I spent the early part of the week totally not feeling well.  Tummy troubles, headaches that weren’t quite migraines but had all of the hallmarks of becoming one, achey bones, you name it.  Tres suck. So already my mind was scattered with because it was filled with all of the things that that son of a bitch Web MD told me I was probably dying from.  I have totally broken up with Web MD. He’s a dick.   He’s even worse than Dr. Google, and don’t get me started on him.

A couple of nights a week, Mad spends the night at her dad’s house and he brings her home on his way to work in the morning.  We’ve done this for 8 years, the nights are always the same, it’s ingrained in me by now.  Or so I thought.
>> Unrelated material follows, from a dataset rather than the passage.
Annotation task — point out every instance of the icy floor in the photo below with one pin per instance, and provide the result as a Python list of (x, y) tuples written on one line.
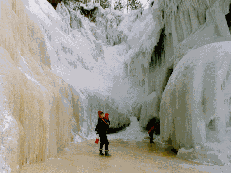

Monday morning I woke up, got Mark out the door, got Hallee out the door (which is like fighting and surviving WWIII all before 7:15am) and thought to myself, “OK, time for a quick shower and then kiddo will be dropped off by her dad.”  I take said shower and then watch the clock.  Huh.  They must be running late.  Watch the clock some more.  Hm.  Now I’m envisioning a car accident.  (Doesn’t take much)

I figure I’d better go up to her room and get her clothes picked out since we won’t have much time to get ready now.  I run upstairs, fling open her door and shriek.  She’s sound asleep in her bed.  BECAUSE IT WASN’T HER NIGHT AT HER DAD’S HOUSE.  I launched myself onto her bed and squeezed her to pieces.  Guilt, anyone?

Now, somewhere in the recesses of my little reptile brain, I knew she was home.  I put her to bed the night before.  I had her backpack and jacket laid out in the living room.  But some switch got flipped in my head telling me she was gone and due home.  Ugh.  In hindsight, I blame Mark.  He got up before me that day and when he went upstairs to get coffee, he closed her bedroom door so he wouldn’t wake her up.  I came upstairs and saw the closed door my mind clicked over to “she’s not here” mode.  Thanks, Mark.

I texted my mother, sister and best friend in a panic.  “Please tell me this isn’t early-onset Alzheimer’s.”  Their general consensus was that I was tired and should probably take up yoga and/or recreational drinking.  I then ignored the wise advice of  those who love me and have known me my whole life  checked out previously mentioned ex, Web MD where I convinced myself it was a  brain tumor, Lyme Disease and West Nile Virus.  Again, screw you, internet.

Today sees me a little bit back to normal (ha).  I’m still feeling a little bit spread thin, between kids, writing, the household, etc., but am getting a grip on things.  In case you didn’t know (and you totally should, because God, do I mean nothing to you?) I got a chance to write a blog for the Bangor Daily News up here.  It’s called More Bang(or) For Your Buck and I hope you’ll check it out.  It’s about couponing, thrift shopping, raising a family and how I quit my job as a science teacher when I found out I had cancer and started making meth.  Oh…wait, wrong story. Tell them how much you like me and I’ll give you a kidney or something.  And no, the kidney won’t be mine.